Certe volte ”mi viene da ridere, mi sembra che la libertà di informazione c’è solo se ha accanto una moglie ricca”. Tanti i processi finiti con una condanna e tanti quelli ancora in piedi, ”e adesso che faccio? chi mi ripaga?”. Impossibile quantificare i costi, ”mai fatto calcoli perché non voglio abbattermi e chiudere la baracca”, ha spiegato.

Poi il pensiero è tornato alle tante querele ricevute: ”Non capiscono l’ironia. E’ chiaro che quello che scrivo io non sono i dieci comandamenti. Faccio un sito per dare un punto di vista, che può anche essere sbagliato, lavoro sulla velocità, macino un sacco di notizie, posso sbagliare e allora sono disposto passare smentite, a mettermi in ginocchio sui ceci e cospargermi la testa di cenere.

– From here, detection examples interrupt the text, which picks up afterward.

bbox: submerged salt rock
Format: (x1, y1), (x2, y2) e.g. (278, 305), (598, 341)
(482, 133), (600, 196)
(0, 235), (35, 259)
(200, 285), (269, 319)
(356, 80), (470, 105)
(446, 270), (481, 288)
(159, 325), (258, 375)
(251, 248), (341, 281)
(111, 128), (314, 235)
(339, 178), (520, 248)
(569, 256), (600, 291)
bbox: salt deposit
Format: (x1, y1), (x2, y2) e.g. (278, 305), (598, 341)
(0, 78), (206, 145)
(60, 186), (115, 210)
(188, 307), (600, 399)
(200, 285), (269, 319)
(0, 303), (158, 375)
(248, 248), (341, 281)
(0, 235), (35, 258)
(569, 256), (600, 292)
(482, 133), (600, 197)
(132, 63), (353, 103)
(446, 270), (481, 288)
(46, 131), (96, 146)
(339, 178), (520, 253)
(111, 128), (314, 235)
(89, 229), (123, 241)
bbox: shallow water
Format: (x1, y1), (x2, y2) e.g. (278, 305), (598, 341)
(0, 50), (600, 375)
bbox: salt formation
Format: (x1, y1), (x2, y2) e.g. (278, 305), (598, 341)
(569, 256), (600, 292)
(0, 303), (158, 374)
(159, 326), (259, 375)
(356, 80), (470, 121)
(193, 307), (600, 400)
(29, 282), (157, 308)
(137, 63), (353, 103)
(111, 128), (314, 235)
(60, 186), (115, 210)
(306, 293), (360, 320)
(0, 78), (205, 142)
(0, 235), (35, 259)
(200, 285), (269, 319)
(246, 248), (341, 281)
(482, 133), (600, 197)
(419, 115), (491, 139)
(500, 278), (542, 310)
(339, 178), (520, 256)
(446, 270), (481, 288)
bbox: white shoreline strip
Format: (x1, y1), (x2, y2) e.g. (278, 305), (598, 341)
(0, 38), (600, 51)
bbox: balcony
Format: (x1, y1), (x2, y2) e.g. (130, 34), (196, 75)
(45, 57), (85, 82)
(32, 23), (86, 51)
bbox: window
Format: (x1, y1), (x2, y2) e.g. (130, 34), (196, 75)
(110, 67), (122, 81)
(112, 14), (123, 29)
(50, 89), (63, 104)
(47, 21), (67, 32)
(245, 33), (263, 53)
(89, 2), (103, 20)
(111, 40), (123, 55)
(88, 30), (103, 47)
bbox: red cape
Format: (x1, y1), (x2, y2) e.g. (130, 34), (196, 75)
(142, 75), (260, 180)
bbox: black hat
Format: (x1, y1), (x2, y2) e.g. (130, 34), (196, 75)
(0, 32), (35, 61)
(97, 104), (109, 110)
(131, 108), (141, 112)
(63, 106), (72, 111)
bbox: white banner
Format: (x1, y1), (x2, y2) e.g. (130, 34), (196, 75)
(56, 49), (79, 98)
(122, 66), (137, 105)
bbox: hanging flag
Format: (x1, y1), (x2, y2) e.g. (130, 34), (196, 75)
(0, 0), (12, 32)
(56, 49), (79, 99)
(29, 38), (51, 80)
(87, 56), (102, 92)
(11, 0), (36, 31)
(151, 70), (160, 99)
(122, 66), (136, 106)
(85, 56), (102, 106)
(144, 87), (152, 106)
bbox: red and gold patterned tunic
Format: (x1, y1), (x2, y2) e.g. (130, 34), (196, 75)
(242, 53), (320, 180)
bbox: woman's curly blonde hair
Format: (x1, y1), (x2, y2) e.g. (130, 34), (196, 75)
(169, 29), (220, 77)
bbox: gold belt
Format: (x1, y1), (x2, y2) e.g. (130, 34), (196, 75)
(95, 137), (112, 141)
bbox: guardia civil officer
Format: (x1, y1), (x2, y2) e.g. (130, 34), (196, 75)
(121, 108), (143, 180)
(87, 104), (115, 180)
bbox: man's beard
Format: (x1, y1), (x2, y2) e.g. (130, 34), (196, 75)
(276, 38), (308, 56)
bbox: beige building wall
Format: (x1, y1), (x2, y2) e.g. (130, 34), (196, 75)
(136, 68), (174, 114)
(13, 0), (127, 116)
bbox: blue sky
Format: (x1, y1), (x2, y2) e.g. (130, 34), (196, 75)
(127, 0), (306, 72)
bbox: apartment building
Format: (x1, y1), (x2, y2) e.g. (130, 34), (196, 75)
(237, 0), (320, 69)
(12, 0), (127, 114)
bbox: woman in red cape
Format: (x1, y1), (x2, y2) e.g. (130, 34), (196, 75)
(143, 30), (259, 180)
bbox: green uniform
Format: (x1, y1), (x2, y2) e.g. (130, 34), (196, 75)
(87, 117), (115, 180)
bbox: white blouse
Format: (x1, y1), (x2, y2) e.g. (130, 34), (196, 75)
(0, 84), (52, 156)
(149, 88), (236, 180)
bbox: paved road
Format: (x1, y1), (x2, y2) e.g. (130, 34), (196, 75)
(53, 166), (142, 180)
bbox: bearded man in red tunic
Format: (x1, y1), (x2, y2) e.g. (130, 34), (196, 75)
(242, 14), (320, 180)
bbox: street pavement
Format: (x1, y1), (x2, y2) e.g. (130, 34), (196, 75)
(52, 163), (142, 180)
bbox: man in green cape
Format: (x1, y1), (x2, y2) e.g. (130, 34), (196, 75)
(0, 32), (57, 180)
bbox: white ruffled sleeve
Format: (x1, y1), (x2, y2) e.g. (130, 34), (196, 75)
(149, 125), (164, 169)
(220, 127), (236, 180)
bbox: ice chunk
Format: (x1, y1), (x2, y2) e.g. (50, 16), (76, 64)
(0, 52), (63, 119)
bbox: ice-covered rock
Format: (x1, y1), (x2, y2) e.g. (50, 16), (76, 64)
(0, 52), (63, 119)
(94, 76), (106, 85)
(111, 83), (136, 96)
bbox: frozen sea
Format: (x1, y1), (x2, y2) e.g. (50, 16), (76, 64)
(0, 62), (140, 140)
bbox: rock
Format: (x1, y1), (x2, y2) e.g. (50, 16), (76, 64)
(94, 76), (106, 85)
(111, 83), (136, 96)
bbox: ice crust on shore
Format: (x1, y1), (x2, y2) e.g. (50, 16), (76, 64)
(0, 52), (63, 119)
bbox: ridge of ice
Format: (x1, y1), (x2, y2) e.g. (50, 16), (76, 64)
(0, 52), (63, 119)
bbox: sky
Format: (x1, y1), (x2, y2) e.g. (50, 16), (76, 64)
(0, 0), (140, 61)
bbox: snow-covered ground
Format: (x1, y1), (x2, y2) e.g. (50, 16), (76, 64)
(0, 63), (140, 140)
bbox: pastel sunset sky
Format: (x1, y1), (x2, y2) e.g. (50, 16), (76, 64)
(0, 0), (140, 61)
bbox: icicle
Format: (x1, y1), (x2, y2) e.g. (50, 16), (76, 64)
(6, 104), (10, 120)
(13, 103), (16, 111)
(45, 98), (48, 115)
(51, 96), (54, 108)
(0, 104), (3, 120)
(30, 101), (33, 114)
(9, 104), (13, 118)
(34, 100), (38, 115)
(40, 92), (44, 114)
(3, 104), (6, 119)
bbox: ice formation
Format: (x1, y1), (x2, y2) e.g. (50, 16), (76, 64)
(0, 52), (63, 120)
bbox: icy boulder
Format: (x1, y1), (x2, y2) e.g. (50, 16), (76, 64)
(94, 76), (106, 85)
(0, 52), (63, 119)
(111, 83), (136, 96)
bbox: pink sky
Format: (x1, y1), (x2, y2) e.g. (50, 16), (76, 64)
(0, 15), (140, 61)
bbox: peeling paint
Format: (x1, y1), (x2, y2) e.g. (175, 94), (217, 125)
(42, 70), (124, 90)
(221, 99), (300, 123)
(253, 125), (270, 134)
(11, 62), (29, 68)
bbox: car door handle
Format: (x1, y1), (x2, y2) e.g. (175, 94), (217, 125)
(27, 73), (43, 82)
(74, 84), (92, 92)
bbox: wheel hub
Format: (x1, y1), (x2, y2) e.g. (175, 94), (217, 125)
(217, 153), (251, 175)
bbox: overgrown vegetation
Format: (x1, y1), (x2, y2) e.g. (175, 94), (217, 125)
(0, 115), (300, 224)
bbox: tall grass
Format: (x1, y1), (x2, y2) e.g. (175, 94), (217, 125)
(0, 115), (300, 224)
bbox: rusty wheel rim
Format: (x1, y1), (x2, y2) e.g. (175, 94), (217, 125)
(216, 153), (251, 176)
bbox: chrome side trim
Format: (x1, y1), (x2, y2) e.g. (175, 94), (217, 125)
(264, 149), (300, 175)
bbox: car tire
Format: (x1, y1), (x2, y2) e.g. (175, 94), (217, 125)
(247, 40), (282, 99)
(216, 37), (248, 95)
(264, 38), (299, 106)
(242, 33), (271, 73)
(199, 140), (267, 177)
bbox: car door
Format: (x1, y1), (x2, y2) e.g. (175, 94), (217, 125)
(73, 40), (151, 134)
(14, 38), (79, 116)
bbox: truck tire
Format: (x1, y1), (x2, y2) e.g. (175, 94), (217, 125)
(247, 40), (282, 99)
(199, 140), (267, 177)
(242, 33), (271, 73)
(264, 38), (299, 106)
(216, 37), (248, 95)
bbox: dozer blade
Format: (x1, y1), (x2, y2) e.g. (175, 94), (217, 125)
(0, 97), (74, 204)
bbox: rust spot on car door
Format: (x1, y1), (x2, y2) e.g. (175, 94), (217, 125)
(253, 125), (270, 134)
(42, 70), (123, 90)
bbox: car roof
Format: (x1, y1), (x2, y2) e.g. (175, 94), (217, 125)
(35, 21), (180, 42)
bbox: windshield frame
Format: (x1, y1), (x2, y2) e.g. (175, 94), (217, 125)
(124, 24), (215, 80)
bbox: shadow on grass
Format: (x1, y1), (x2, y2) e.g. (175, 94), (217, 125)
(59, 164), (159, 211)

Invece spesso non mi mandano nemmeno una smentita, mi querelano direttamente”.

E quando arrivano le condanne le cifre sono salatissime, troppo, ha sostenuto D’Agostino, che ha puntato il dito anche sulla legge sulla stampa ”che è imbarazzante” e dovrebbe invece prevedere dei tetti per le richieste di risarcimento: “Tant’è. La verità è soggettiva, è questione di punti di vista – ha sostenuto Dago, che ha citato Rashomon, un film degli anni Cinquanta del giapponese Kurosawa – una parabola sulla relatività e sulle mille sfaccettature della verità”.

D’Agostino ha concluso con Tacito: “Per noi è un grande storico, per i suoi contemporanei un cronista pettegolo. Magari, chissà che anche io, tra qualche secolo…”.